A student’s legacy honored with The Fallen Eagle Redfish Classic

The fishermen went out on the Caloosahatchee at 7 a.m. Sunday, Feb. 21. The red tide was there, but it didn’t stop 29 boats from weighing in their catch of the day. The Fallen Eagle Redfish Classic seemed to be quite the haul for its third year of fishing.
The Redfish Classic would not have been an ultimate success without the direction of its two lead coordinators and the more than 50 volunteers who participated.
“I kind of realized it’s not just about the tournament,” said Wyler Gins, the president of the FGCU Fishing Club and lead volunteer of the event. “It’s not just about the fishermen or how much we raised; it’s more about the experience.”
By the time Gins and Katie Hyer, the event coordinator, arrived at Fish Tail Marina, many of the volunteers were waiting for them.
“Our volunteers were there before I was, and I was there 30 minutes before I told them to get there,” Hyer said.
The Fallen Eagle Redfish Classic was created to honor the memory of Jesse M. Woodyard, a former FGCU student and fishing club member. Jesse loved catching red fish, which is the main reason behind the goal of this event, Hyer said. Hyer was among Woodyard’s closest friends.
Hyer fished in the original classic, and she wanted to get closer to the event by helping to organize it with Gins.
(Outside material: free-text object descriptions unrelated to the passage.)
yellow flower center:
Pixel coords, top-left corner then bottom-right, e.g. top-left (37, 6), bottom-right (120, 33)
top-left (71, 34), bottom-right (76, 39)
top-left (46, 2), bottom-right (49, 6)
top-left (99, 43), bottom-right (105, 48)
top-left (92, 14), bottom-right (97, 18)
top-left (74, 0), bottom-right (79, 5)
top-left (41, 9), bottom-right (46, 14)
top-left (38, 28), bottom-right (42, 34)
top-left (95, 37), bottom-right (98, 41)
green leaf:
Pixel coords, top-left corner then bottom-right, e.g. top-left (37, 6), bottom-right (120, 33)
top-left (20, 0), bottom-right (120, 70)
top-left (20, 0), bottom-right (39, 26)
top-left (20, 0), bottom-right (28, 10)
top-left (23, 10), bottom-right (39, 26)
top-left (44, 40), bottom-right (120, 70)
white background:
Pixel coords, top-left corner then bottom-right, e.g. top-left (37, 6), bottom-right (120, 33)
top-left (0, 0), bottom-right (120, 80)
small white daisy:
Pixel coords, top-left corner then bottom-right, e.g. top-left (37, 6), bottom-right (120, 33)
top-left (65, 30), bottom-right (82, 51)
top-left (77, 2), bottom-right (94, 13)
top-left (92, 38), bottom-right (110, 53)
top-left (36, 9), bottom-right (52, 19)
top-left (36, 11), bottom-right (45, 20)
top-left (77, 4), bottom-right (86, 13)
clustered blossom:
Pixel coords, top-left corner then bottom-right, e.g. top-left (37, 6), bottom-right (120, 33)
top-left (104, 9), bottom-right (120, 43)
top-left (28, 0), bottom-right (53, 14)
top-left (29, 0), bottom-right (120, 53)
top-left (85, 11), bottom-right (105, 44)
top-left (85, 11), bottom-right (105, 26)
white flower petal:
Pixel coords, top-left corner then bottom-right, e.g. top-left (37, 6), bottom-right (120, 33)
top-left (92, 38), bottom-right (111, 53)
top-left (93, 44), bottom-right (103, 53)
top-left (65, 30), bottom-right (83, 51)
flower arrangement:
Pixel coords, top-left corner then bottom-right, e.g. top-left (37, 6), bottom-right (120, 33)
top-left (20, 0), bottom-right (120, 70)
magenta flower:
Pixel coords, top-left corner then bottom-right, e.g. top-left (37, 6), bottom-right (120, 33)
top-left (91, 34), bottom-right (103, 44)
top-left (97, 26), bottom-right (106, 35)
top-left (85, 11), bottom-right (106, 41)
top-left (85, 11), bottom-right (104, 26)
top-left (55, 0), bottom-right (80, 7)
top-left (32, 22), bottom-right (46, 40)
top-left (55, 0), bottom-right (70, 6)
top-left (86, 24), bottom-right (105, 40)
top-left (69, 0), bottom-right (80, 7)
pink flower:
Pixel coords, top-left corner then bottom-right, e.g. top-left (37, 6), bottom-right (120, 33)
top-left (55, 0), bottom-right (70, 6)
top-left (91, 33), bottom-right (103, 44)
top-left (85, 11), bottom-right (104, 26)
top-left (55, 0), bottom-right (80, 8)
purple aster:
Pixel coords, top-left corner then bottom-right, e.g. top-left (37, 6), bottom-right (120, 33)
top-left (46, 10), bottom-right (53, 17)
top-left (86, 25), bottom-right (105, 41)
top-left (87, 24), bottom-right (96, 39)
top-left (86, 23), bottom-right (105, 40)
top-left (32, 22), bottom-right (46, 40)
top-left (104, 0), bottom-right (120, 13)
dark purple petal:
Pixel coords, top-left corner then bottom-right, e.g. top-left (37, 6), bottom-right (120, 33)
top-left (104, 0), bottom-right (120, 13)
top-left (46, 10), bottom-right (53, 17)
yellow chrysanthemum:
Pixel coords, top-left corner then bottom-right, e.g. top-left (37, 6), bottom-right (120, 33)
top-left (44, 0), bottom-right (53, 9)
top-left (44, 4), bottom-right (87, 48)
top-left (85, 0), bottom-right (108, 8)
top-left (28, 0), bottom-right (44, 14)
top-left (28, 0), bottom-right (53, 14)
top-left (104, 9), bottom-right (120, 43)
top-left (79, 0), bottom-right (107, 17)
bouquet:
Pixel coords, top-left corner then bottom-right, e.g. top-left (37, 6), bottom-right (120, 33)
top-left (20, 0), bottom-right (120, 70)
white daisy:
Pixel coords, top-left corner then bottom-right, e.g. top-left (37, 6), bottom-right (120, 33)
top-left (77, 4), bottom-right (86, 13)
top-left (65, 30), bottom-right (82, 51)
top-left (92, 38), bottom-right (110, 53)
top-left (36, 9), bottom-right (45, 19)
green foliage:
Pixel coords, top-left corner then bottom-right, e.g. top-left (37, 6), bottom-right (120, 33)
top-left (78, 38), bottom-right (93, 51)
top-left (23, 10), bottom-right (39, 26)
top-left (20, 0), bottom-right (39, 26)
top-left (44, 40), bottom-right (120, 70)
Hyer was always looking for feedback from previous volunteers and coordinators. She owes much of the success to the help she gained from them.
“I was talking to people who were involved and involved this year, and they were just saying the organization was just so much smoother, and that was just a compliment to us,” Hyer said. “But, again, yes, we were the ones every step of the way, but without them, it would not have happened the way it had to happen.”
“The fishing club, they were like, ‘All right, what can I do? Like, we know that this is a big thing, and we’re just here to help,’” Gins said.
The total amount of money raised at the event is still being added up by Hyer and Gins.
Gins is confident about the money that the event was able to raise for the scholarship in Woodyard’s name, the Jesse M. Woodyard Academic Scholarship. Gins is friends with Tony Lee, the director of major gifts with the FGCU Foundation. Gins said he was instrumental in the creation of this scholarship.
“He’s like, ‘Hey, let’s make a scholarship in his name,’” Gins said. “So, we kind of brought that on board, and that was our goal last year to kind of keep Jesse always the beneficiary and making it around him. We wanted to endow it, so that if FGCU is here, his scholarship is here.”
Last year, the tournament saw 72 boats show up to fish.
“Our goal again was the same thing as last year, 50 boats,” Gins said. “And, with all the red tide coming out of the Caloosahatchee, we were a little worried it would hinder a lot of the fishing, and people wouldn’t want to fish because, ‘Oh, the fishing’s bad.’”
But, like last year, Gins and Hyer saw more boats leave the docks than they had strived for, and this year saw one more than last.
“Jesse was looking out for us again and couldn’t have given us any better weather,” Gins said.
Going into the captains’ meeting for the tournament, Gins said 56 boats were pre-registered. At the end of the meeting, 73 boats were signed up to fish compared to the previous year’s 72.
“Last year, we were charging fishermen for the shirts,” Gins said. “In all the local tournaments, you get a free shirt. We gave them out free this year, and everyone was so appreciative. And, I think that is going to really help for the longevity of the tournament because if everyone has a lot of fun and all the fisherman are happy and have a great time, that’s going to make people want to come back next year.”
Since Hyer and Gins will graduate from FGCU in the near future, they hope for longevity in these tournaments. There is also an emphasis on keeping Woodyard’s memory intact, the reason behind these events.
“The emotions may not be there anymore, so one thing we want is the students to stay involved and know that he was a student here,” Hyer said. “And even though they may not have known him, but the money who it’s going to, they may know that recipient because that recipient is going to be a marine science student.”